Toujours selon la même déclaration, assurant qu’il a totalement confiance en Kaïs Saïed, Youssef Chahed s’est interrogé sur plusieurs éléments : Qui participera aux prochaines étapes ? Quelles sont les forces patriotes sincères ? Par quels mécanismes ceci aura lieu ? Qu’en est-il des droits et des libertés ?

« La Tunisie fait, également, face à des challenges économiques importants. Mais, ceci ne veut pas dire que nous devons nommer un économiste à la tête du prochain gouvernement… L’aspect économique reste lié à la situation politique. Une stabilité et continuité du gouvernement permettra d’améliorer la situation », a-t-il affirmé.

Quant à la réforme du système électoral, Youssef Chahed a considéré que cette question n’est plus à l’ordre du jour. « Nous allons vivre des changements encore plus profonds… Nous devons trouver une formule qui permet à la majorité de gouverner et à la minorité de représenter l’opposition… Tout ceci peut être mis en place par référendum », a-t-il poursuivi.  

 

Par la suite, Youssef Chahed a rappelé qu’il a, lui aussi, procédé à l’assignation à résidence de certains criminels. « Ces derniers étaient des contrebandiers. Ils avaient commis des infractions fiscales et douanières et avaient été traduits devant la justice en quelques jours. Actuellement, la Tunisie passe par une période exceptionnelle. Les interdictions de voyages et assignations à résidence concernent des juges, des politiciens et des fonctionnaires. Ce ne sont pas les mêmes profils », a-t-il expliqué.

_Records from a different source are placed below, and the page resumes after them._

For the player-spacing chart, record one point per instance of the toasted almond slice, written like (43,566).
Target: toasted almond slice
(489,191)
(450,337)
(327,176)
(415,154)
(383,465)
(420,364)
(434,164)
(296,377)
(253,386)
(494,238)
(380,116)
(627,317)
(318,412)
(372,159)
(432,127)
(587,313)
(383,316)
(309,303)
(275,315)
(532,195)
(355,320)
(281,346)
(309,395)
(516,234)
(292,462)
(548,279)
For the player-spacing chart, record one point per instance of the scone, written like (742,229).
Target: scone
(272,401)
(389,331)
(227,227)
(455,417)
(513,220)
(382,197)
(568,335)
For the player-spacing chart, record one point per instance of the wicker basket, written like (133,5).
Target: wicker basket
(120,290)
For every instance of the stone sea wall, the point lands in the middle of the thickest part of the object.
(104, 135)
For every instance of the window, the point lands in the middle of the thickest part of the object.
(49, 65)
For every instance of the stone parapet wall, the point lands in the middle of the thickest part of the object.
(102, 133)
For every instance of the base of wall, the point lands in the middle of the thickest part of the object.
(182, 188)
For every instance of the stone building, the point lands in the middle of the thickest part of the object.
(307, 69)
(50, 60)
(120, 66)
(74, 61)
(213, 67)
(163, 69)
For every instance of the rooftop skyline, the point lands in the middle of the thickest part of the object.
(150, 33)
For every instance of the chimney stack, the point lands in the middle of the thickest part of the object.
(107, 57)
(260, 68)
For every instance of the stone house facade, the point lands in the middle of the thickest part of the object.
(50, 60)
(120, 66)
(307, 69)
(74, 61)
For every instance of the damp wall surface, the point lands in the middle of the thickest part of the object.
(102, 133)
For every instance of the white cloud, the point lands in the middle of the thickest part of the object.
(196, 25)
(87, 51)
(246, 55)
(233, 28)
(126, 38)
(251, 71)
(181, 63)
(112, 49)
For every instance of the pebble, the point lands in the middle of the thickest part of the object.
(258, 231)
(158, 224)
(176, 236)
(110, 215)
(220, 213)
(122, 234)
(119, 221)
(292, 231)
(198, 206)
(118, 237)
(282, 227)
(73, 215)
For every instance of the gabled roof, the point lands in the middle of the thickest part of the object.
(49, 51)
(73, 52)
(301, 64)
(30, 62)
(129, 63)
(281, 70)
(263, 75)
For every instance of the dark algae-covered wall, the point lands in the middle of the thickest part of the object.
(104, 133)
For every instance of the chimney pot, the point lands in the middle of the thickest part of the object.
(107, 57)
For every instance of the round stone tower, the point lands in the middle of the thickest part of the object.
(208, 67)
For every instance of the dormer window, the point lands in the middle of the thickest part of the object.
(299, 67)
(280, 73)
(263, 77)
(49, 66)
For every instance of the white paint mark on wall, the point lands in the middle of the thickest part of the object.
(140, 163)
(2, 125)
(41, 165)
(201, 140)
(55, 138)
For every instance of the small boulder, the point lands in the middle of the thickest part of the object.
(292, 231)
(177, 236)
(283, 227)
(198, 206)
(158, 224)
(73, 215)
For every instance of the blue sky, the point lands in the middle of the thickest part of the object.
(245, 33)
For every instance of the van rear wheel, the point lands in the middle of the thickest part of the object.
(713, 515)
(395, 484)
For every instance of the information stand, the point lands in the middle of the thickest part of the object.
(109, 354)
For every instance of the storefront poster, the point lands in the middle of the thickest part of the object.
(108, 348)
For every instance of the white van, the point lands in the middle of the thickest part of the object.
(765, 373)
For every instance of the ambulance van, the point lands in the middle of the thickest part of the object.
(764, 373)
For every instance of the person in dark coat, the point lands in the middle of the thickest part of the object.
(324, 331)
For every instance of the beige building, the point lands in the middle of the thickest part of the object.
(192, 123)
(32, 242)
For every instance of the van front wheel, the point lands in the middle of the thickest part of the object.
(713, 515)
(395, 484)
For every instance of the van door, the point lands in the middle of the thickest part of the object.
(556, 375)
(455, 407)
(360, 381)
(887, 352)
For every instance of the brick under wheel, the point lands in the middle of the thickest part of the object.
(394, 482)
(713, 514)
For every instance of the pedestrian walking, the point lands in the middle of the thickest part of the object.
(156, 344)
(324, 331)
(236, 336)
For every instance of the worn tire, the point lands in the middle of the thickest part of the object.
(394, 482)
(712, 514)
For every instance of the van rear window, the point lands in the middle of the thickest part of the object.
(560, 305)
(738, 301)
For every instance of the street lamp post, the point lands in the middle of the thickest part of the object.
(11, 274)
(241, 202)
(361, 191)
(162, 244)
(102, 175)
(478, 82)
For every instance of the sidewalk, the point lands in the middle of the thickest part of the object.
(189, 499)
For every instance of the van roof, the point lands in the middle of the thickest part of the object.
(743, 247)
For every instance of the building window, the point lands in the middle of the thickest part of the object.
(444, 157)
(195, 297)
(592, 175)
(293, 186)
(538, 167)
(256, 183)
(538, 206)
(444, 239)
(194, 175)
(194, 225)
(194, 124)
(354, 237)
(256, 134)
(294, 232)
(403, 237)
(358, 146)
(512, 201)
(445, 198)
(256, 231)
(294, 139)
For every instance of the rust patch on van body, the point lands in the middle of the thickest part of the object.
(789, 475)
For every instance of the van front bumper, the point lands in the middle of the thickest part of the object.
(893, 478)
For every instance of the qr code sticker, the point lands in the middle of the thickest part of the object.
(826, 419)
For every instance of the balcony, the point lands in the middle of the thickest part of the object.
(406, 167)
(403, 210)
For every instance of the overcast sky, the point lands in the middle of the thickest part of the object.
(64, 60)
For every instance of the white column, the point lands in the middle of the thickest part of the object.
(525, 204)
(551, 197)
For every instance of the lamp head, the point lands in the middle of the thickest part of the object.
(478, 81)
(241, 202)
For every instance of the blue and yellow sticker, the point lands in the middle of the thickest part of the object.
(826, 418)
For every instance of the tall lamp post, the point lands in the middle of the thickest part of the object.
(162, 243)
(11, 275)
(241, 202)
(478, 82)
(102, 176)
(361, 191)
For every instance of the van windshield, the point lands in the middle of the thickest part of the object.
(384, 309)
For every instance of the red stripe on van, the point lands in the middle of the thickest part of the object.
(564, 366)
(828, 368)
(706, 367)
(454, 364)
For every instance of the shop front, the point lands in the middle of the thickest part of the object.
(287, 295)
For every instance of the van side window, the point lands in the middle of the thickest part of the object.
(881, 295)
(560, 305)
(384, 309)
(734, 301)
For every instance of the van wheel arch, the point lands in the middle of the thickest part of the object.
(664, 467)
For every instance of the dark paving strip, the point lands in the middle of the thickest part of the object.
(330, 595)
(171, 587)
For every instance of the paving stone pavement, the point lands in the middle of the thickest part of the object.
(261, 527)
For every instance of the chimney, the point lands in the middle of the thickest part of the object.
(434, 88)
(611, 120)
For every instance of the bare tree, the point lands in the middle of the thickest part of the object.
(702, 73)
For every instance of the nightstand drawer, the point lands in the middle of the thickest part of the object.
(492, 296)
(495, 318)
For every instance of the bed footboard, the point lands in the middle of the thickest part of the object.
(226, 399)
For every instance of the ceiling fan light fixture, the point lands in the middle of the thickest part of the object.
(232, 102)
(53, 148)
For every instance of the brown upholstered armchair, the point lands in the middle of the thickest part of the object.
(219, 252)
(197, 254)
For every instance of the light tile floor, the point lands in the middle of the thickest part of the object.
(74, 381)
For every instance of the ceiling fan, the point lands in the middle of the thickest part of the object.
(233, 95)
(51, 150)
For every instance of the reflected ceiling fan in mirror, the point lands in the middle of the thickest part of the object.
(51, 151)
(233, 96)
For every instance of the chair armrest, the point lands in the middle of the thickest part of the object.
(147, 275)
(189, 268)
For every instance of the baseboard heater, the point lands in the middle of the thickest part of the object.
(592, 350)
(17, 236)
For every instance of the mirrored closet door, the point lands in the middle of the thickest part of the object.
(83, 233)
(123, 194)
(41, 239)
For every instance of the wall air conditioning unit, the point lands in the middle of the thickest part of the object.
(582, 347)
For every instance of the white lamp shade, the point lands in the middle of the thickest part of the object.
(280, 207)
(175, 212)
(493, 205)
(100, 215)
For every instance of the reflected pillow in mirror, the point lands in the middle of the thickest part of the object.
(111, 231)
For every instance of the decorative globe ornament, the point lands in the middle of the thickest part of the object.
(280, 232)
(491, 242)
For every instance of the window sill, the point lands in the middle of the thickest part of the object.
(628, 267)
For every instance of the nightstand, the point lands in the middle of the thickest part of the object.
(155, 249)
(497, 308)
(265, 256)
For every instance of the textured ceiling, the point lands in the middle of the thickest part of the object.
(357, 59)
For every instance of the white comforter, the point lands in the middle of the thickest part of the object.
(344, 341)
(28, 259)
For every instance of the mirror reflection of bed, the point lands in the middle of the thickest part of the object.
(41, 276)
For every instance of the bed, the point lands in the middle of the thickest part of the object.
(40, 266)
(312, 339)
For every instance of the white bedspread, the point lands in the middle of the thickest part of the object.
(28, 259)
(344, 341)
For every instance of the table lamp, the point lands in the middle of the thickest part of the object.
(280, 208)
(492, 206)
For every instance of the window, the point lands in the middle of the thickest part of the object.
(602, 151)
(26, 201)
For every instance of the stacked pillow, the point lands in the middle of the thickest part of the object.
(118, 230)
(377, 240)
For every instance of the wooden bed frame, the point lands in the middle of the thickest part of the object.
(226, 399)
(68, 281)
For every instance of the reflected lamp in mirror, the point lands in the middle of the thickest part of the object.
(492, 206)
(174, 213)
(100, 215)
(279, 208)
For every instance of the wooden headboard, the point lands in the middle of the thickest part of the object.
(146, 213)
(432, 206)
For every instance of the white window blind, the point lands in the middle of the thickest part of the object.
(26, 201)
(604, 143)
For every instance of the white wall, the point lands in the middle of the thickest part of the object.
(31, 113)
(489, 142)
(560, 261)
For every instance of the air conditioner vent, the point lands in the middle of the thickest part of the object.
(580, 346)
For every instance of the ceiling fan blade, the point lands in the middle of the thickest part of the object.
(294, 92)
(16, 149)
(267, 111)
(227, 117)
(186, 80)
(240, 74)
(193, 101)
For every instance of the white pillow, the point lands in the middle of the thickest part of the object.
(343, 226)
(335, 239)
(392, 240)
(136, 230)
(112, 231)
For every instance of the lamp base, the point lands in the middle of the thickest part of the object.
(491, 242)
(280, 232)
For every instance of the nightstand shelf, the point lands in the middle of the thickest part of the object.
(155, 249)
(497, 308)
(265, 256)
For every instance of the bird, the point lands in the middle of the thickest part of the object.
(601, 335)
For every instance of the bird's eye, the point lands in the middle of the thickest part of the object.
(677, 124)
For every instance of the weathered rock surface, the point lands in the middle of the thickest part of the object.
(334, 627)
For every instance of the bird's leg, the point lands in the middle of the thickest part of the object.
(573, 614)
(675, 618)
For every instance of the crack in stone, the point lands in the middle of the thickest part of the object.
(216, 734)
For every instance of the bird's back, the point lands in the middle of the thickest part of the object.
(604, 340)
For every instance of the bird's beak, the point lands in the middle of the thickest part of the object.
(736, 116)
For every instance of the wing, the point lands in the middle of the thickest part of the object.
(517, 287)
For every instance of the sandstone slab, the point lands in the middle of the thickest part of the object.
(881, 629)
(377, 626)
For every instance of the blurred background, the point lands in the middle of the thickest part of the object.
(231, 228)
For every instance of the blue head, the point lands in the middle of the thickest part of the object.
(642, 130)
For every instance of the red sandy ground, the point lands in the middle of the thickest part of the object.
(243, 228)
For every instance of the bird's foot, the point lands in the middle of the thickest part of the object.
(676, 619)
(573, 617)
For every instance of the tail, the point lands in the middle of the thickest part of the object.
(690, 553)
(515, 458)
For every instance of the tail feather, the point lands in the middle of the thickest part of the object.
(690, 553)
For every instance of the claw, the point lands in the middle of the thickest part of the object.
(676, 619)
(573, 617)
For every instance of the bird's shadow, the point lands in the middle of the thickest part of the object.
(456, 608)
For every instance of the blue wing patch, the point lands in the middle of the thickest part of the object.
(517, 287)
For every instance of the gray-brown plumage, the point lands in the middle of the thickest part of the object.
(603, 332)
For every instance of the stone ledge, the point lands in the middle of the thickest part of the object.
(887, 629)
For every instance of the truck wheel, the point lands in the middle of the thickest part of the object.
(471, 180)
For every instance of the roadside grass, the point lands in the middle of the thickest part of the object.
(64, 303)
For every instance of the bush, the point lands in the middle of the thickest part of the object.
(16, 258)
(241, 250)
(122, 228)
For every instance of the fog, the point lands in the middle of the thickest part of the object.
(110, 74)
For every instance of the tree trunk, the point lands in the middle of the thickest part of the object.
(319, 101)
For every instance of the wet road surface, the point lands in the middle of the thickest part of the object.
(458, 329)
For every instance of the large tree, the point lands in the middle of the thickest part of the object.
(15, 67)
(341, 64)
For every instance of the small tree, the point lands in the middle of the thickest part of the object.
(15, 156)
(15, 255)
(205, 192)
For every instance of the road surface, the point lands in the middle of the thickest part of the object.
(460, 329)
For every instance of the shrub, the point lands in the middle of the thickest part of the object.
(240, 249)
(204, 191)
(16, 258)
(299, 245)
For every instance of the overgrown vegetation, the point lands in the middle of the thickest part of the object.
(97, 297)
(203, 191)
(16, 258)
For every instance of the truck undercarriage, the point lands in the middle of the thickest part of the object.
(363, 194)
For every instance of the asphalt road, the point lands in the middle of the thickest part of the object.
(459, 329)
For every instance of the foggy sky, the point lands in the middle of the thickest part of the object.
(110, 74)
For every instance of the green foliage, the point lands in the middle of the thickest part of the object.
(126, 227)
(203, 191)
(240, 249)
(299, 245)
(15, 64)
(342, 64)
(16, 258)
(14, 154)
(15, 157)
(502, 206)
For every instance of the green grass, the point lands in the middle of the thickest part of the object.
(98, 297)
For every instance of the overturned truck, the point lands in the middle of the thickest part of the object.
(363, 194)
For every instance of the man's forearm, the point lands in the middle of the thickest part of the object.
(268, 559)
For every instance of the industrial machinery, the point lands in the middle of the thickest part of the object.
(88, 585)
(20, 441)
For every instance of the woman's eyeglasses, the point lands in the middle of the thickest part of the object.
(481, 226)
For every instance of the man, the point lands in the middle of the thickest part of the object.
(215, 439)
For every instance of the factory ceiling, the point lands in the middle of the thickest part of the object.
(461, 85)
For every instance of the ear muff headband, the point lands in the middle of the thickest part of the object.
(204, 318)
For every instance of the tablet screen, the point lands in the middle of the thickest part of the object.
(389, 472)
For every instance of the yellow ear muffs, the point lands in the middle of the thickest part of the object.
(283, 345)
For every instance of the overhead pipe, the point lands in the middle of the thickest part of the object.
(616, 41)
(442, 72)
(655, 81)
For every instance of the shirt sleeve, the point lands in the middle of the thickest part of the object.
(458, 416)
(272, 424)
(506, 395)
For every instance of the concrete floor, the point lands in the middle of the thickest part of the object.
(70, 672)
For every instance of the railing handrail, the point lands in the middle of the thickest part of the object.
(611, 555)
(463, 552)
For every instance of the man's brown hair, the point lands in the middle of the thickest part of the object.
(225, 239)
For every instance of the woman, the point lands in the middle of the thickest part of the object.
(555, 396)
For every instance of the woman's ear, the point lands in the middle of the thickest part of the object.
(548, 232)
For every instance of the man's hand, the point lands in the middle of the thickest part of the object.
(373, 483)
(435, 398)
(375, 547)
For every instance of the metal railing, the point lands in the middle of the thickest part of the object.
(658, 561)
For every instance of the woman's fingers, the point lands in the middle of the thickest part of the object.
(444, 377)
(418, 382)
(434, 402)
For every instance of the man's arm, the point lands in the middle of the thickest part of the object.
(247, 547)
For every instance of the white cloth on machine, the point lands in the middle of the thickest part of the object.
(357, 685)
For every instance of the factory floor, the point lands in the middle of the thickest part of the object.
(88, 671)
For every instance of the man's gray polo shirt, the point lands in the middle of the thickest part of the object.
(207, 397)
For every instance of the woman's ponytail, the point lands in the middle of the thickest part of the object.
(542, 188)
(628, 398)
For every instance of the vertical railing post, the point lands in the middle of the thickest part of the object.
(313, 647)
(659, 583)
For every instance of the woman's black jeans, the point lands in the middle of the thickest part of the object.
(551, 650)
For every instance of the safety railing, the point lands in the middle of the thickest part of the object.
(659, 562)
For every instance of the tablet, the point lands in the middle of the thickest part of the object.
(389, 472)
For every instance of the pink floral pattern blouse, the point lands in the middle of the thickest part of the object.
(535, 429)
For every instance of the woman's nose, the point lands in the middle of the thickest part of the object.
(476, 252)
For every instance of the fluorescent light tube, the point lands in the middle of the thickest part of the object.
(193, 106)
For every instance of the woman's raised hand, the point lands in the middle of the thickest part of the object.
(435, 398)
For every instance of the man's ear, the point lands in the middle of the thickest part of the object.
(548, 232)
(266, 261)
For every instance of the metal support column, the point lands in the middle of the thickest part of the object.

Pour ce qui est des informations relayées sur les réseaux sociaux et affirmant qu’il s’était enfui le 28 juillet 2021, Youssef Chahed a déclaré « Les rumeurs sont des mensonges inventés par les envieux, répétés par les cons et crus par des idiots ». « Le président, dans sa lutte contre la corruption, doit se pencher sur les réseaux qui propagent de telles rumeurs et démoralisent le peuple », a-t-il poursuivi.

Enfin, Youssef Chahed a affirmé qu’il n’est pas concerné par la nomination à la tête du prochain gouvernement, qu’il n’en a pas envie et qu’il ne cherche pas à être nommé. « Même si je ne fais pas beaucoup de déclarations à ce sujet, j’essaie d’aider mon pays depuis mon poste de président de parti », a-t-il conclu.